The answer is both observations are true. While we may collect mountains of data, little of it is actually collected from patients and the quality of the data collected at the point of service is simply dismal. In particular, the work flows linked to ambulatory patient encounters basically guarantee that the information collected will be at best sketchy and more often than not simply wrong. When patients are referred to me, the notes fall into two basic categories; unreadable hand written notes or computer generated templated notes which may be readable but are devoid of actual useful content. You can mine either of these sources for data and it is likely to be useless.

When patients or referring offices call to set up an appointment , there is little effort to actually identify the reason for the appointment. The idea is to secure an appointment, any appointment with any warm bodied provider with any available time slot. Wrong doc? Not enough time? Insufficient information regarding what has been done before? No matter. As long as the slot is filled, the co-pay collected, and the documentation sufficient to justify the billing, everything is copacetic. I am awash in data showing my scheduled to arrived ratio, my no-show rate, room utilization, and information on waits and delays. I have no idea on who actually calls us and what the nature of their problems are. I know what books of business that we want to expand because they are profitable. I have not idea of what services I need to expand because patients actually want and need them. We do not collect that data. I don't think anyone does.

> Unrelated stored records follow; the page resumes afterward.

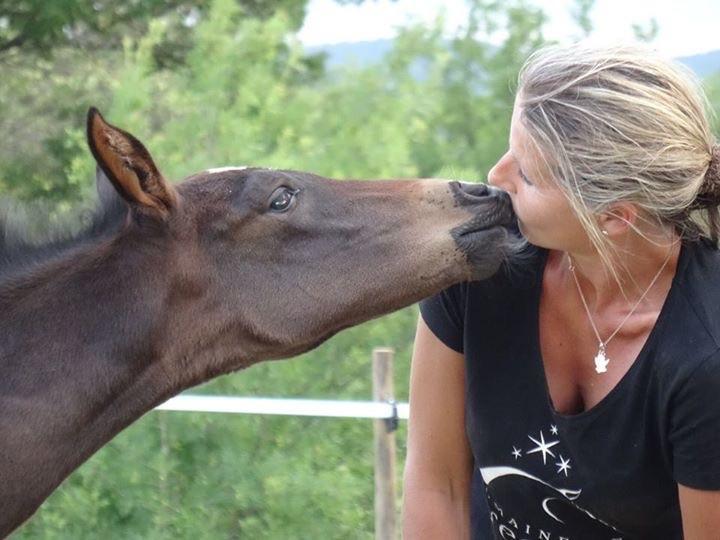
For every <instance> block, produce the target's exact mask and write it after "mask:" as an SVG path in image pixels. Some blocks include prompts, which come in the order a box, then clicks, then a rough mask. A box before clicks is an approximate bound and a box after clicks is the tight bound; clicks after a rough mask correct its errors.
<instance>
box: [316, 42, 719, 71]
mask: <svg viewBox="0 0 720 540" xmlns="http://www.w3.org/2000/svg"><path fill="white" fill-rule="evenodd" d="M392 46H393V41H392V40H391V39H380V40H376V41H359V42H356V43H337V44H334V45H320V46H315V47H308V51H309V52H324V53H325V54H327V66H328V67H330V68H334V67H338V66H346V65H355V66H368V65H372V64H376V63H378V62H380V61H381V60H382V58H383V56H385V55H386V54H387V53H388V52H389V51H390V50H391V49H392ZM678 60H680V61H681V62H682V63H683V64H685V65H686V66H688V67H689V68H690V69H692V70H693V71H695V73H697V74H698V76H700V77H705V76H707V75H710V74H711V73H715V72H718V71H720V50H717V51H711V52H707V53H702V54H695V55H692V56H683V57H680V58H678Z"/></svg>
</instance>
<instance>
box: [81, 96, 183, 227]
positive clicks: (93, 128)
mask: <svg viewBox="0 0 720 540" xmlns="http://www.w3.org/2000/svg"><path fill="white" fill-rule="evenodd" d="M87 137H88V145H89V146H90V150H91V151H92V153H93V155H94V156H95V160H96V161H97V164H98V167H100V169H101V170H102V172H103V173H104V176H105V178H106V179H107V180H109V181H110V183H111V184H112V186H113V187H114V188H115V191H116V192H117V193H118V194H119V195H120V196H121V197H122V198H123V199H125V200H126V201H127V202H128V203H129V204H130V206H131V207H132V208H133V209H136V210H139V211H141V212H143V213H145V214H150V215H155V216H157V217H160V218H165V217H167V215H168V214H169V213H170V212H171V211H172V210H173V208H175V207H176V206H177V200H178V197H177V193H176V192H175V189H174V188H173V187H172V185H170V184H169V183H168V182H167V181H166V180H165V179H164V178H163V176H162V174H160V171H158V169H157V167H156V166H155V163H154V162H153V159H152V157H151V156H150V152H148V151H147V149H146V148H145V147H144V146H143V144H142V143H141V142H140V141H139V140H137V139H136V138H135V137H133V136H132V135H130V134H129V133H127V132H125V131H123V130H121V129H119V128H116V127H115V126H112V125H110V124H108V123H107V122H105V120H104V119H103V117H102V115H101V114H100V112H99V111H98V110H97V109H96V108H94V107H91V108H90V110H89V111H88V118H87ZM98 180H99V181H100V180H102V179H98ZM100 187H101V186H100V183H99V184H98V192H99V194H100V196H101V200H102V198H103V192H102V191H101V190H100ZM105 195H107V194H105ZM106 200H107V197H106Z"/></svg>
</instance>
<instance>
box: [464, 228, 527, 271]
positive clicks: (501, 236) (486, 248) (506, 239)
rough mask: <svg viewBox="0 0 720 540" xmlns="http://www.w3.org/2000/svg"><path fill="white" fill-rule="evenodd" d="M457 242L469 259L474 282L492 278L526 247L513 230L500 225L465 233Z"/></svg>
mask: <svg viewBox="0 0 720 540" xmlns="http://www.w3.org/2000/svg"><path fill="white" fill-rule="evenodd" d="M455 242H456V244H457V245H458V247H459V248H460V250H461V251H462V252H463V254H464V255H465V257H466V258H467V261H468V263H469V266H470V272H471V279H473V280H483V279H487V278H489V277H491V276H492V275H493V274H495V273H496V272H497V271H498V270H499V269H500V267H501V266H502V264H503V263H505V262H507V261H509V260H511V259H512V258H513V257H514V256H515V255H516V254H518V253H520V252H521V251H522V248H523V246H524V245H525V242H524V241H523V239H522V238H521V237H520V236H519V235H518V234H517V233H516V232H515V231H514V230H513V229H511V228H508V227H505V226H500V225H498V226H495V227H489V228H487V229H480V230H476V231H468V232H464V233H463V234H461V235H458V236H456V237H455Z"/></svg>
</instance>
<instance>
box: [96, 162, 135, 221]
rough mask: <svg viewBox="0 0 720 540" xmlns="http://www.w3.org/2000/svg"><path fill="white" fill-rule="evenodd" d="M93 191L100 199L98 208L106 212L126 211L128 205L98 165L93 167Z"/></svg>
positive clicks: (126, 209) (101, 168)
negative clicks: (114, 210)
mask: <svg viewBox="0 0 720 540" xmlns="http://www.w3.org/2000/svg"><path fill="white" fill-rule="evenodd" d="M95 189H96V190H97V193H98V199H100V206H101V207H103V208H106V209H108V210H111V209H112V210H119V209H121V208H124V209H126V210H127V208H128V204H127V202H126V201H125V199H123V198H122V197H121V196H120V194H119V193H118V192H117V190H116V189H115V186H114V185H113V183H112V182H111V181H110V179H109V178H108V177H107V175H106V174H105V172H104V171H103V170H102V168H101V167H100V165H97V166H96V167H95Z"/></svg>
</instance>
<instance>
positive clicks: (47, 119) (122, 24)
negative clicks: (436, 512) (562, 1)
mask: <svg viewBox="0 0 720 540" xmlns="http://www.w3.org/2000/svg"><path fill="white" fill-rule="evenodd" d="M343 1H348V2H353V1H354V0H343ZM92 4H93V5H95V6H97V9H96V10H93V13H92V14H88V13H87V8H88V6H89V5H90V3H89V2H83V1H81V0H66V1H65V2H64V3H63V2H57V3H55V4H54V5H55V6H56V7H57V6H64V9H57V10H55V9H52V10H49V11H48V12H47V13H45V12H43V13H42V14H41V15H39V16H42V17H44V18H47V21H48V22H47V25H48V26H47V28H49V30H48V32H49V33H48V34H47V36H44V37H38V38H37V41H36V42H33V41H32V40H33V39H35V38H28V39H29V40H30V41H28V42H27V43H28V44H32V43H34V44H33V47H34V48H35V50H45V51H48V50H51V49H52V51H53V56H52V58H46V57H43V56H38V55H36V54H34V53H30V52H26V51H25V49H22V48H19V49H18V50H16V51H15V52H16V54H14V55H12V56H6V57H5V59H4V65H3V75H4V77H3V84H2V85H0V130H2V132H3V133H4V134H9V135H6V137H5V138H4V143H3V144H2V145H0V192H2V193H3V194H10V195H12V196H14V197H20V198H25V199H38V198H41V199H48V200H51V201H53V202H55V203H59V204H61V205H62V206H61V208H67V207H68V206H69V205H70V204H71V203H73V202H76V201H79V200H82V199H87V198H89V197H91V194H92V191H93V180H92V179H93V171H94V163H93V161H92V159H91V157H90V154H89V152H88V151H87V150H86V148H85V143H84V114H85V111H86V110H87V107H88V106H89V105H97V106H98V107H99V108H100V109H101V110H102V111H103V112H104V113H105V115H106V117H107V118H108V119H109V120H110V121H111V122H114V123H117V124H118V125H121V126H122V127H124V128H126V129H129V130H130V131H132V132H134V133H136V134H137V135H138V136H139V137H140V138H141V139H142V140H143V141H144V142H145V143H146V144H147V146H148V147H149V149H150V150H151V152H152V153H153V155H154V156H155V157H156V158H157V160H158V165H159V166H160V168H161V169H162V170H163V171H164V173H165V174H166V176H168V177H169V178H173V179H181V178H183V177H185V176H187V175H189V174H192V173H194V172H196V171H198V170H202V169H205V168H208V167H211V166H220V165H229V164H248V165H260V166H269V167H275V168H294V169H299V170H308V171H313V172H316V173H319V174H322V175H325V176H330V177H338V178H346V177H358V178H379V177H403V176H405V177H412V176H437V177H444V178H463V179H466V180H481V179H483V178H484V177H485V176H486V174H487V172H488V170H489V168H490V166H491V165H492V164H493V163H494V162H495V160H496V159H497V157H498V156H500V155H501V154H502V153H503V152H504V151H505V149H506V146H507V138H508V127H509V119H510V115H511V109H512V104H513V89H514V86H515V80H516V77H517V72H518V69H519V67H520V65H521V63H522V61H523V60H524V58H525V57H526V56H527V55H528V54H529V53H530V52H531V51H532V50H533V49H534V48H536V47H537V46H539V45H541V44H542V43H543V42H544V39H543V34H542V28H543V23H544V16H543V14H542V12H540V11H539V10H538V9H537V8H535V7H534V4H531V3H530V2H529V1H524V0H511V1H508V2H496V1H489V0H472V1H470V2H469V5H470V7H471V12H470V17H469V20H468V21H467V22H468V24H467V27H466V29H465V30H464V31H463V32H462V33H458V34H457V35H455V36H452V37H451V38H450V39H449V40H448V39H447V38H446V37H444V36H443V33H442V32H441V30H440V29H441V26H442V25H441V21H438V23H437V24H436V25H434V26H430V27H410V28H406V29H404V30H403V31H402V32H401V34H400V36H399V37H398V39H397V41H396V43H395V47H394V49H393V51H392V52H391V54H390V55H389V56H388V57H387V58H386V59H385V61H384V62H383V63H381V64H380V65H377V66H369V67H365V68H358V67H349V68H341V69H338V70H335V71H332V72H329V73H325V72H324V71H323V69H322V64H321V62H320V61H319V59H318V58H312V57H308V56H307V55H306V54H305V53H304V51H303V50H302V48H301V47H300V45H299V44H298V43H297V41H296V40H295V38H294V30H296V29H297V27H298V24H299V23H298V17H301V13H302V9H303V8H304V1H300V0H282V1H281V0H278V1H277V2H269V3H268V2H262V1H260V0H253V1H252V2H251V1H249V0H248V1H243V2H236V1H234V0H213V1H210V0H208V1H206V2H194V3H190V2H188V3H184V2H180V1H175V2H171V1H160V0H156V1H154V2H147V3H145V2H128V3H111V2H105V1H102V2H93V3H92ZM577 4H578V6H579V9H580V14H579V17H580V19H579V20H580V21H583V20H585V19H584V18H583V17H585V18H587V12H588V11H589V9H590V7H591V5H592V2H589V1H582V2H581V1H578V2H577ZM41 5H43V6H44V5H46V3H44V2H42V3H41V2H31V1H29V0H27V1H24V2H15V1H13V2H8V1H6V0H0V21H2V20H3V19H5V20H6V21H9V22H6V23H4V25H3V24H2V23H0V29H1V30H0V40H2V39H6V40H9V39H12V35H13V32H15V33H16V34H17V33H18V32H22V25H21V24H20V21H22V20H23V19H22V17H23V16H28V14H31V13H35V12H36V11H37V10H38V9H39V7H38V6H41ZM12 10H16V11H18V13H19V15H17V17H18V18H12V19H11V18H9V17H10V15H9V13H10V11H12ZM33 10H36V11H33ZM133 10H141V11H142V15H141V14H139V13H138V12H137V11H133ZM188 10H189V11H188ZM583 10H584V11H583ZM120 12H122V13H125V14H126V15H123V16H120V15H119V13H120ZM190 12H192V13H193V14H194V17H195V19H194V22H192V24H190V23H188V21H187V20H186V15H188V13H190ZM23 13H24V14H25V15H23ZM583 13H584V15H583ZM249 15H255V16H249ZM87 17H90V19H88V18H87ZM93 18H94V19H93ZM71 19H72V21H75V23H73V24H76V25H79V26H78V28H79V27H82V26H83V24H84V25H85V27H86V30H85V31H84V33H83V32H80V31H79V30H78V31H77V32H76V33H72V32H71V33H70V34H67V35H66V33H64V32H62V36H60V33H58V32H60V31H59V30H58V28H59V26H58V25H60V26H63V25H65V26H64V28H68V26H67V24H69V23H68V21H70V20H71ZM95 19H96V20H95ZM62 21H64V22H62ZM80 21H84V23H83V24H80ZM93 21H94V22H93ZM113 21H116V23H117V24H118V25H120V26H113V24H115V23H113ZM118 21H119V22H118ZM583 24H585V23H583ZM583 24H581V27H582V28H583V29H584V30H585V31H586V32H587V31H589V30H588V29H589V26H587V25H588V24H589V23H587V24H585V26H583ZM122 25H124V26H122ZM120 28H122V29H123V30H122V32H121V31H120ZM53 29H54V30H53ZM478 31H483V32H484V33H486V34H489V35H491V36H492V37H493V38H498V36H502V39H499V40H498V39H495V40H494V42H495V43H497V42H498V41H499V43H500V44H499V45H490V44H489V43H486V42H483V41H478V40H477V39H476V37H475V36H476V35H477V32H478ZM93 36H94V37H93ZM97 36H102V37H107V43H105V44H104V46H101V47H97V48H96V49H93V50H92V51H91V50H90V47H89V45H88V44H90V43H93V40H94V39H96V38H97ZM121 36H122V37H121ZM45 40H46V41H45ZM68 43H69V44H71V45H72V46H67V44H68ZM28 47H30V45H28ZM30 48H31V49H32V47H30ZM21 51H22V54H20V52H21ZM90 53H92V54H90ZM0 61H3V60H0ZM6 75H7V76H6ZM708 94H709V96H710V99H711V102H712V103H713V104H714V106H715V108H716V109H720V78H719V77H718V76H716V77H714V78H712V79H710V80H708ZM416 319H417V308H416V307H411V308H407V309H405V310H402V311H400V312H397V313H395V314H392V315H390V316H387V317H383V318H382V319H379V320H375V321H371V322H369V323H366V324H364V325H362V326H359V327H356V328H352V329H349V330H346V331H344V332H342V333H340V334H339V335H337V336H335V337H334V338H333V339H331V340H330V341H328V342H327V343H325V344H324V345H322V346H321V347H319V348H318V349H316V350H314V351H312V352H310V353H308V354H305V355H303V356H302V357H300V358H296V359H293V360H292V361H283V362H276V363H266V364H261V365H258V366H255V367H253V368H250V369H248V370H246V371H244V372H242V373H238V374H234V375H231V376H226V377H222V378H220V379H217V380H215V381H213V382H211V383H209V384H207V385H205V386H203V387H202V388H198V389H194V390H193V391H194V392H200V393H211V394H223V395H243V396H277V397H313V398H326V399H369V398H370V395H371V387H370V385H371V373H370V356H371V351H372V348H373V347H377V346H390V347H393V348H394V349H395V351H396V358H395V385H396V394H397V397H398V399H399V400H406V399H407V386H408V373H409V364H410V355H411V347H412V338H413V334H414V329H415V321H416ZM404 444H405V426H404V425H402V424H401V427H400V430H399V432H398V446H399V455H400V456H402V455H403V454H404ZM372 460H373V457H372V424H371V423H370V421H364V420H331V419H314V418H296V417H269V416H231V415H212V414H193V413H169V412H151V413H149V414H147V415H146V416H145V417H144V418H143V419H141V420H140V421H139V422H137V423H135V424H134V425H133V426H131V427H130V428H128V429H127V430H125V431H124V432H123V433H122V434H120V435H119V436H118V437H117V438H116V439H114V440H113V441H112V442H111V443H110V444H108V445H107V446H106V447H105V448H104V449H102V450H101V451H100V452H98V453H97V454H96V455H95V456H93V457H92V458H91V459H90V460H89V461H88V462H87V463H86V464H85V465H84V466H83V467H81V468H80V469H79V470H78V471H77V472H76V473H75V474H73V475H72V476H71V477H70V478H69V479H68V480H67V481H66V482H65V483H64V484H63V486H62V487H61V489H59V490H58V491H57V492H56V493H54V494H53V495H52V496H51V498H50V499H49V500H48V501H47V502H46V503H45V504H44V505H43V507H42V508H41V510H40V511H39V512H38V513H37V515H36V516H34V517H33V518H32V519H31V520H30V521H29V522H28V523H27V524H26V525H25V526H24V527H23V528H22V529H21V530H20V531H19V532H18V533H16V534H15V535H14V536H13V538H16V539H21V538H49V539H55V538H57V539H65V538H68V539H70V538H72V539H84V538H88V539H89V538H98V537H107V538H149V539H165V538H268V539H271V538H272V539H274V538H283V539H285V538H370V537H372V534H373V531H372V529H373V500H372V497H373V479H372V477H373V470H372ZM401 465H402V464H401V463H400V467H399V470H398V480H399V476H400V474H401Z"/></svg>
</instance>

This situation can only be fixed by changing the work flows associated with ambulatory encounters. However, when I outlined my approach to fixing this, my business/IT colleague had one question for me. "How are you going to monetize this?"Collecting information in a structured format from patients in an ongoing fashion between encounters will take IT resources, equipment, time and money. How can we pay for this. Surely something which brings value to patients can be monetized.

Actually not under the present business model. In many respects, health care entities may be better off not collecting this type of data since we might find something which forces us to respond. There is no CPT code for being more responsive to patient needs or wants. Creating a system to get rapid feedback from your customers is only good for the respective business if they can leverage improved information into a more profitable business model. At this point the there is no way to monetize such an innovative approach. It will not happen until it makes good business sense.

Clayton Christensen talks about the entrance of the mini-mills into the steel industry, focusing on rebar steel. It was the perfect product having no specs and it was buried in concrete so no one could check if it was really substandard. In the ambulatory medical world where there are few if any specs, ambulatory care begins to look like rebar steel. With rebar, the measures of quality are whether the building falls down, a pretty uncommon event. With health care, we focus on high stakes yet infrequent events for any one specific person (like life and death) an ignore whether what we do on a day to day basis may waste people's time and add little or no value to most people we interface with. We simply do not collect the information we need to address such questions.